Data mining algorithm Summary-EM Algorithm

Source: Internet
Author: User

Data mining algorithm Summary-EM Algorithm

 

Author: Liu Weimin

Graduated from: Institute of computing, Chinese Emy of Sciences

Occupation: Search Engine lovers

08:54:52

 

 

1.What is EM algorithm?

The EM algorithm is a very important algorithm in machine learning, that is, the Expectation Maximization Algorithm. It mainly includes the following two steps:

Step E: estimate the expected values

M step: Re-Estimate Parameters

This algorithm is mainly used to estimate parameters. Although the EM algorithm can also perform Data Clustering and perform data fitting based on the Gaussian distribution, the iteration speed of the EM algorithm is very slow, which is much worse than that of kmeans, in addition, the clustering effect of kmeans is not much worse than that of em. Therefore, kmeans is generally used for clustering, rather than em.

2.EM algorithm Overview

The algorithm can be clearly explained in some metaphorical sayings. For example, if the master in the canteen has fired a dish and has to divide it into two portions for two people to eat, there is obviously no need to use the exact weight for weighing at on the balance, the simplest way is to randomly divide the dishes into two bowls, and then observe whether there are as many dishes as possible. Then, take out one of the more dishes and put them in another bowl, this process continues iteratively until you cannot see the differences between the two bowls. The EM algorithm is like this. If we estimate that we know the parameters A and B, both of them are unknown at the beginning, and the information of a can be obtained, if we know B, we get. You can consider first assigning an initial value to a to obtain the estimated value of B. Then, starting from the current value of B, re-estimate the value of A. This process continues until convergence.
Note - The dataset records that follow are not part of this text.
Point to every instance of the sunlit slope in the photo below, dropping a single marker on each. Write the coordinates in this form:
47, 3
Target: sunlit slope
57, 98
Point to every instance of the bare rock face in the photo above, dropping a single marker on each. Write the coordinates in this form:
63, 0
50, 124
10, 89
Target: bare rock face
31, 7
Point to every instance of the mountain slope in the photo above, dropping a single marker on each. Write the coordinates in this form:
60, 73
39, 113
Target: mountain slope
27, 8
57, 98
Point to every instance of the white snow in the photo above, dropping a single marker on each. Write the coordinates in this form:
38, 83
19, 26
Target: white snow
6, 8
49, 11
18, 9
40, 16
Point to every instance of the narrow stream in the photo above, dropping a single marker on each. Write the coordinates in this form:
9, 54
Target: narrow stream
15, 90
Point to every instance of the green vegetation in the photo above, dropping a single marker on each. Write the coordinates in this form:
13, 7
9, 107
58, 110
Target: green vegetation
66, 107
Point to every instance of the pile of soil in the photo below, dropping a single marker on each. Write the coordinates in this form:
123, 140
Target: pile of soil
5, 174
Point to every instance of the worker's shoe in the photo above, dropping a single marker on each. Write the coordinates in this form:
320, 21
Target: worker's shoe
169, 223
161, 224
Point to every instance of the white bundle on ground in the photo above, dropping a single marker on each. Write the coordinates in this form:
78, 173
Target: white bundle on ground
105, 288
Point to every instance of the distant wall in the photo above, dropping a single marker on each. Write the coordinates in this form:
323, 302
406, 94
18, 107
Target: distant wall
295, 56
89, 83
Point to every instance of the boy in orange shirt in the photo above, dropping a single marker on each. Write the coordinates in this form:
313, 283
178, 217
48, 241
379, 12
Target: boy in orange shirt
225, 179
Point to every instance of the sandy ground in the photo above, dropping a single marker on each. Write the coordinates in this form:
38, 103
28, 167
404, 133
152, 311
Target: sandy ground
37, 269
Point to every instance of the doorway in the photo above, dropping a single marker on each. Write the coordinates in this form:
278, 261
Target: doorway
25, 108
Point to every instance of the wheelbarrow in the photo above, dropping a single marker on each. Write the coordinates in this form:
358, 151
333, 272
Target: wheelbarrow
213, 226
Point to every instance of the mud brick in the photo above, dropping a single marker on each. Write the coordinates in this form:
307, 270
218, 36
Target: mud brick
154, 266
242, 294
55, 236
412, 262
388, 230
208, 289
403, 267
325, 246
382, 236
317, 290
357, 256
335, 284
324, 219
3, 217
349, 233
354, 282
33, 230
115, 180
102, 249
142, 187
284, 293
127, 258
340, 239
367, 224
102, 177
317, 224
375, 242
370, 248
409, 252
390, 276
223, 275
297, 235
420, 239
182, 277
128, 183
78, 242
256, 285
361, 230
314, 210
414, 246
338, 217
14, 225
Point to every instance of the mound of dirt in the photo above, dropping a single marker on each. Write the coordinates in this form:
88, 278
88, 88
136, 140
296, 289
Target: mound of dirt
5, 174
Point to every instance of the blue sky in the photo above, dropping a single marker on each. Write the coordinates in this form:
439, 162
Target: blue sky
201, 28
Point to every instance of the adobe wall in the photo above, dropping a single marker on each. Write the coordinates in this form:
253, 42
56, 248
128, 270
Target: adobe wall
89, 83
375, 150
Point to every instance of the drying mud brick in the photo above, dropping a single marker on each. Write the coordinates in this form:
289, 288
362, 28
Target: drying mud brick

The EM algorithm is a method proposed by Dempster, laind, and Rubin in 1977 to calculate the maximum likelihood of parameters. It can perform MLE estimation on parameters from an incomplete data set, it is a very simple and practical learning algorithm. This method can be widely used to process defective data, cut the end of the data, and carry noise and other so-called incomplete data (incomplete data ). Assume that the set Z = (X, Y) is composed of X and Y, and Z = (x, y) and X are called complete data and incomplete data respectively. Assume that the joint probability density of Z is parameterized and defined as p (x, y | weight), where Gini represents the parameter to be estimated. The maximum likelihood estimation of likelihood is obtained by finding the maximum value of the log likelihood function L (X; Likelihood) of incomplete data: L (likelihood; x) = log P (x | likelihood) = commit log P (x, y | lead) dy; the EM algorithm consists of two steps: Step E and step m, it maximizes the expectation of the log likelihood function LC (X; Likelihood) of incomplete data by iteratively maximizing the log likelihood function of complete data. LC (X; Likelihood) = log P (x, y | records); assume that the estimates obtained by the algorithm after the T iteration are recorded as records (t), in the (t + 1) iteration, e-step: Calculate the expectation of the log likelihood function of the complete data, as follows: Q (Cosine | likelihood (t) = E {LC (Cosine; z) | X; round (t)}; m-step: obtain the new round by maximizing Q (Limit | limit (t.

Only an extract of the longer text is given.